Andrea Ciceri, affiancato idealmente da Tentoni in un mea culpa senza riserve, ha espresso tutta la frustrazione per una prestazione che, di fatto, ha consegnato i tre punti agli avversari.
«L’amarezza è tanta, inutile negarlo», ha esordito un Andrea Ciceri visibilmente provato. Il bilancio della gara è impietoso: i biancorossi hanno di fatto agevolato la vittoria dell'Asti, una squadra che, pur giocando in modo ordinato e difensivo, ha saputo pungere senza praticamente mai rischiare nulla. L'attacco di Ciceri si è concentrato sulla leggerezza con cui la squadra ha approcciato la sfida, nonostante la preparazione meticolosa.

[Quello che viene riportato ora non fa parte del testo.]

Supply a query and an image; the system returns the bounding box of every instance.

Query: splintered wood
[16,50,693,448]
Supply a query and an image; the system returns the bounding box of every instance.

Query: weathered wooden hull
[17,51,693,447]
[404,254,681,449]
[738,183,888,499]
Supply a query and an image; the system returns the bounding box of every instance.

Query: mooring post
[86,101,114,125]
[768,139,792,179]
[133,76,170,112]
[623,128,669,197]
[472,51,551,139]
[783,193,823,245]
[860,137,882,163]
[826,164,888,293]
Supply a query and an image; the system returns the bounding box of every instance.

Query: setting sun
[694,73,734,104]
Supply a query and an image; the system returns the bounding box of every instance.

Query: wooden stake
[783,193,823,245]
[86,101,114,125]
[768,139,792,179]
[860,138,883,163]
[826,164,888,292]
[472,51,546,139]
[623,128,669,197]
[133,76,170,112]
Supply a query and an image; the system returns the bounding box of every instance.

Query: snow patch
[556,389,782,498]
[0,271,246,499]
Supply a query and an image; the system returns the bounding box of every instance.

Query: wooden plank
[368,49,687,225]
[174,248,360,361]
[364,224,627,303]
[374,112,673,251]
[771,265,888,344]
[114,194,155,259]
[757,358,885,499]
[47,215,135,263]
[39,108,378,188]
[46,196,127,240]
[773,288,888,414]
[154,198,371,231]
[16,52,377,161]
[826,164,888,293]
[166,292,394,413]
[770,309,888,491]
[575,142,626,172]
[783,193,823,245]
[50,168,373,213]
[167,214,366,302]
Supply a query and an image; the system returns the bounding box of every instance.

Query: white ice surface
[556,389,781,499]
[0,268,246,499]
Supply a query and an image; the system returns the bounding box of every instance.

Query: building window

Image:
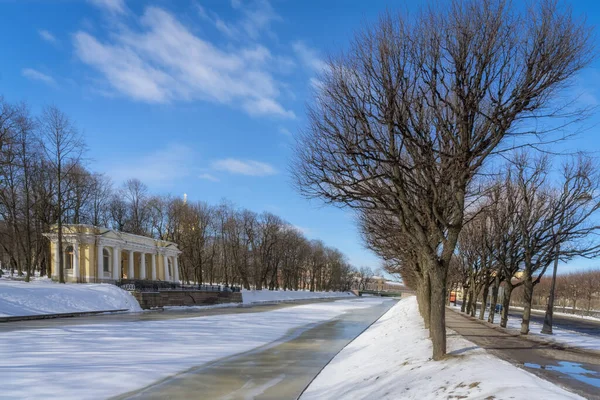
[65,246,73,269]
[102,249,110,272]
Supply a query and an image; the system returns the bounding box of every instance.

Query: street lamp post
[542,245,560,335]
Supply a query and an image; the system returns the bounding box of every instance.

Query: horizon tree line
[0,98,360,291]
[292,0,594,360]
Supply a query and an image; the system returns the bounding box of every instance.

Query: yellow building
[44,225,181,282]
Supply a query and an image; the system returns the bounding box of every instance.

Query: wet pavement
[508,309,600,337]
[446,309,600,399]
[118,300,396,400]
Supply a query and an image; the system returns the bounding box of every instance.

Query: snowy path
[0,298,383,399]
[452,306,600,352]
[301,297,580,400]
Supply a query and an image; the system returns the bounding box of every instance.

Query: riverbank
[301,297,581,400]
[0,279,142,317]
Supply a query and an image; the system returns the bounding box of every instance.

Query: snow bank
[0,298,386,400]
[0,280,142,317]
[242,290,356,304]
[301,297,581,400]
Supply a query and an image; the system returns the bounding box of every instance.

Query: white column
[173,256,179,283]
[96,243,104,282]
[140,253,146,279]
[127,250,133,279]
[163,254,171,281]
[152,253,156,281]
[52,242,60,279]
[113,246,121,281]
[72,241,79,282]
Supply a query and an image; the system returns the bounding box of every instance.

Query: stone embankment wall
[131,290,242,309]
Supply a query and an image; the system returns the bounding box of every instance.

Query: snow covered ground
[0,298,385,399]
[453,306,600,351]
[242,290,356,304]
[301,297,581,400]
[0,279,142,317]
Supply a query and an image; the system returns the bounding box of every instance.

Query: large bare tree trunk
[479,285,492,321]
[500,278,514,328]
[488,275,500,324]
[429,265,447,361]
[521,274,533,335]
[460,286,469,313]
[417,274,431,329]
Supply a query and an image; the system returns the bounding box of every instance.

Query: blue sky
[0,0,600,276]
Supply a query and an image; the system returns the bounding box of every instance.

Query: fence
[115,279,241,293]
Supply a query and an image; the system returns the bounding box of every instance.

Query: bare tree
[39,106,85,283]
[292,0,593,360]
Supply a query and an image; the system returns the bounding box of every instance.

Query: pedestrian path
[446,309,600,399]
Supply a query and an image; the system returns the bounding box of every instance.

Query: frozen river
[0,298,395,399]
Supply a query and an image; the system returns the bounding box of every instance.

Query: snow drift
[0,280,142,317]
[301,297,581,400]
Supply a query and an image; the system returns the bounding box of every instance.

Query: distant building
[44,225,181,282]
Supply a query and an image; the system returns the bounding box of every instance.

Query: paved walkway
[446,309,600,399]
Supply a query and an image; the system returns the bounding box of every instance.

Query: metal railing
[115,279,241,293]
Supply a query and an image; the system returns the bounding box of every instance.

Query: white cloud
[88,0,127,14]
[279,126,292,136]
[38,29,58,45]
[212,158,277,176]
[21,68,56,86]
[74,7,295,118]
[197,0,282,40]
[106,144,195,187]
[292,225,312,236]
[198,174,219,182]
[292,41,327,73]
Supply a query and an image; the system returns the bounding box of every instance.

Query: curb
[0,309,129,322]
[446,307,600,356]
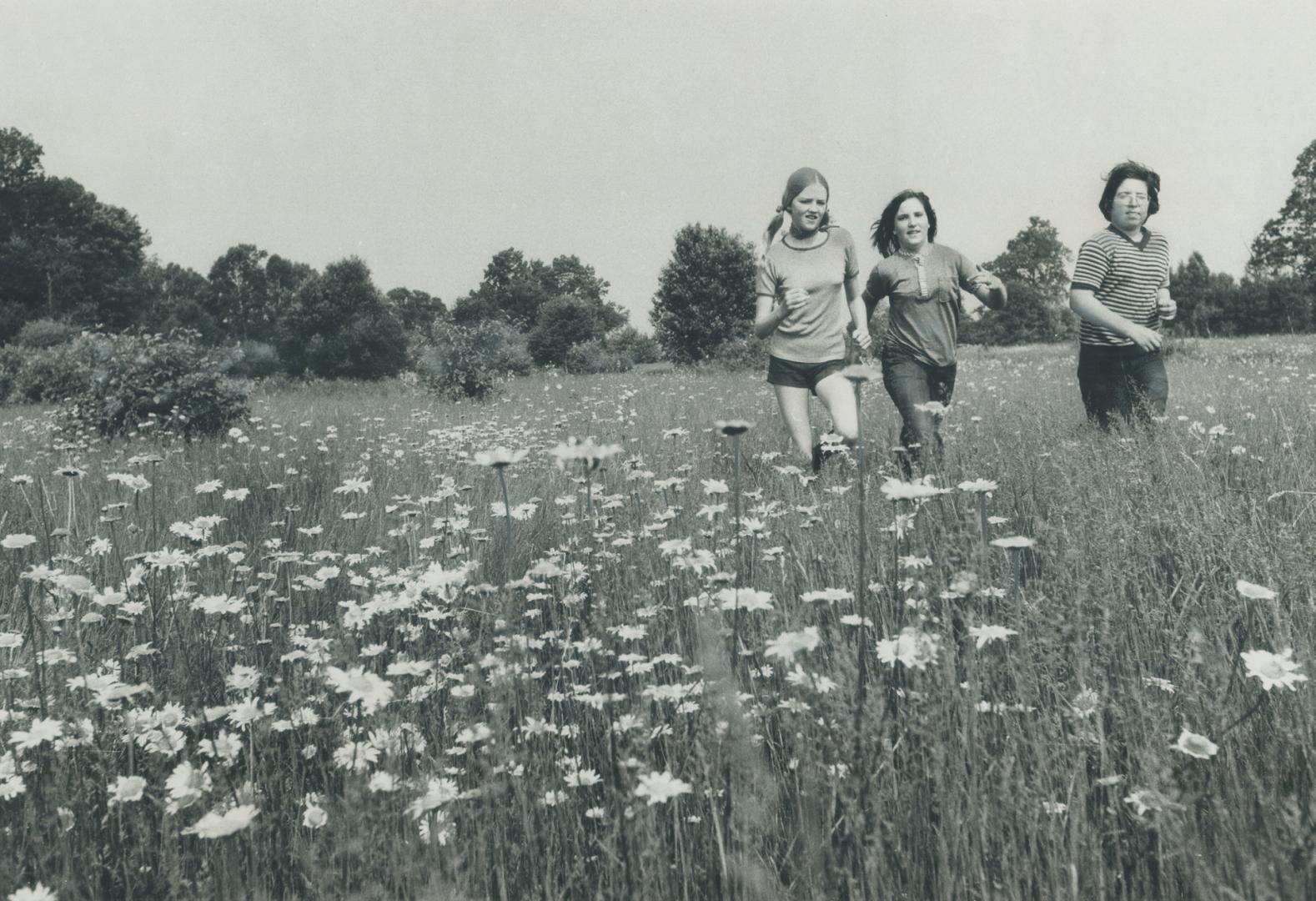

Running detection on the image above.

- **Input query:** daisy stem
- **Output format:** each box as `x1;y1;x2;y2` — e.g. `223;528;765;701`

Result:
494;466;512;585
977;491;987;556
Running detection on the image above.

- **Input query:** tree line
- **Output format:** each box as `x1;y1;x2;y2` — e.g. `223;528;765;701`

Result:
0;128;1316;378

Il dirigente ha usato un'immagine efficace per descrivere la debacle: «Oggi abbiamo apparecchiato la partita all’Asti meglio di uno chef stellato». La preparazione teorica si è scontrata con un'esecuzione disastrosa, specialmente in difesa. «Sapevamo tutto di loro, come si difendono, come ripartono, e invece concediamo due gol su palla inattiva, con marcature fisse, nette, sbagliate».
Concedere reti in quel modo, secondo Ciceri, è la causa principale del risultato: «Così incanali le partite e diventa tutto in salita». E sebbene la pressione nella metà campo avversaria sia stata costante, il Varese è stato insufficiente in zona gol: «Poi è chiaro: se passi quasi tutta la partita nella loro metà campo e non segni, non puoi pensare di portare a casa nulla. Dobbiamo essere più concreti, più efficaci, non ci sono scuse».

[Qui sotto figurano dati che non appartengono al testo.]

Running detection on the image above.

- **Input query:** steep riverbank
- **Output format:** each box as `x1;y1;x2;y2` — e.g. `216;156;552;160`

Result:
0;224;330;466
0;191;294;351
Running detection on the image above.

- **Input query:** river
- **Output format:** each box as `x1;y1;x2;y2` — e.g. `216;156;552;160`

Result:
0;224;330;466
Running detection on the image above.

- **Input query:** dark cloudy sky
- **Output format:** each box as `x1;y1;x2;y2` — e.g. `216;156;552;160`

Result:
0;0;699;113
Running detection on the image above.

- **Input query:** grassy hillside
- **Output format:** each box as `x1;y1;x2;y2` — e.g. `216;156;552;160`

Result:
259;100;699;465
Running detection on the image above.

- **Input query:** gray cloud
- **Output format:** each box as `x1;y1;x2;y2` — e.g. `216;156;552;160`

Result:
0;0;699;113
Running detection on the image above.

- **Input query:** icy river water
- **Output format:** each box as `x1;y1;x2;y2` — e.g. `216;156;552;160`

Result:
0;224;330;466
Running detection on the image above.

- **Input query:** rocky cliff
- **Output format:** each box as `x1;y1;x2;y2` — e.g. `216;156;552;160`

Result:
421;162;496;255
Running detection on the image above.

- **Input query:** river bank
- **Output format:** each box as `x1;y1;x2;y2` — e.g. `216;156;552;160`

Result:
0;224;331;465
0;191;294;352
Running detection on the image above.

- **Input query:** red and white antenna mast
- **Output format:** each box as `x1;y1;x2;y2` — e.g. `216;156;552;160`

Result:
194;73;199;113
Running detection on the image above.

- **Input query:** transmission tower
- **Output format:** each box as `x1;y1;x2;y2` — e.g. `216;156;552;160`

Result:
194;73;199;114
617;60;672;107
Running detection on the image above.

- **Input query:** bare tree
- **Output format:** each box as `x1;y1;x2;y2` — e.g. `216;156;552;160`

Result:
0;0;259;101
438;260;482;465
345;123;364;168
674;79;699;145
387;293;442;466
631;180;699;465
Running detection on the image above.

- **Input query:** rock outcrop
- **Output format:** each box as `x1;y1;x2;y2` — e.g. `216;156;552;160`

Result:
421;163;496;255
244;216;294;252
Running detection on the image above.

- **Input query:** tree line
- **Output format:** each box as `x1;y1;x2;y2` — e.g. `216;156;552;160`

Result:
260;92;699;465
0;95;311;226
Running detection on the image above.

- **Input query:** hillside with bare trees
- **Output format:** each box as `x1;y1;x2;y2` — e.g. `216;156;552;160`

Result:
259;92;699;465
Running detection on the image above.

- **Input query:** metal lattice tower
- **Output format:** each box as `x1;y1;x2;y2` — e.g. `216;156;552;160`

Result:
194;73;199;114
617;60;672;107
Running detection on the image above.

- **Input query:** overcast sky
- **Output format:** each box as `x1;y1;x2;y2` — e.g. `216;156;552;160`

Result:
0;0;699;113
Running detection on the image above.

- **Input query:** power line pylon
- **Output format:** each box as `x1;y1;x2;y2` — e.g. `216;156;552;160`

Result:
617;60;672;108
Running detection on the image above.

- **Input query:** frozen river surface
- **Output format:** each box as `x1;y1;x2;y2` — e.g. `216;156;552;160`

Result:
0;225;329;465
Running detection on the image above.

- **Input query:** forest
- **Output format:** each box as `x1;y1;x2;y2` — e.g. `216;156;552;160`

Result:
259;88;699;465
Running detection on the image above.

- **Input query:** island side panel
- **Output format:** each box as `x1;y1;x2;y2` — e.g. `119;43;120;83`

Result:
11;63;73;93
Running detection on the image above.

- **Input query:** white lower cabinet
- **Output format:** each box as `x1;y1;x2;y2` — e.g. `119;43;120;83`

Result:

Il dato più preoccupante è statistico: per il Varese si tratta della quarta sconfitta nelle ultime cinque partite. Un trend che, per Ciceri, è una cartina di tornasole dello stato attuale della squadra: «Questo dice chi siamo in questo momento: una squadra che si impegna, che lavora, ma che regala troppo».
L'analisi va oltre l'aspetto tecnico e tocca la sfera caratteriale e motivazionale. C'è il sospetto che manchi l'atteggiamento giusto per affrontare la categoria: «Forse ci manca quella fame, quell’umiltà che hanno le squadre più 'povere', ma più cattive». Un richiamo che suona come una richiesta di professionalità assoluta per l'ambiente biancorosso: «Qualcuno qui deve ricordarsi che questo è un lavoro vero, non un passatempo: non possiamo perdere marcature così, non possiamo concedere partite già pronte agli avversari».
Il duro j'accuse si conclude con l'affermazione che le parole, anche quelle dette nello spogliatoio, ormai non hanno più valore. «Le parole sono giuste, anche quelle che ci diciamo nello spogliatoio, ma contano solo i fatti». E i fatti, oggi, parlano chiaro: «E i fatti oggi dicono che non possiamo permetterci di perdere così».
La contestazione del pubblico, per quanto dolorosa, è vista quasi come una medicina necessaria: «Forse un po’ di insulti e di contestazione ci faranno bene, ci sveglieranno». Infine, l'appello alla responsabilità personale e collettiva: «Io ci metto la faccia, ma adesso servono risposte in campo, non chiacchiere». Il messaggio del Varese è univoco: la squadra deve reagire immediatamente per risalire la china.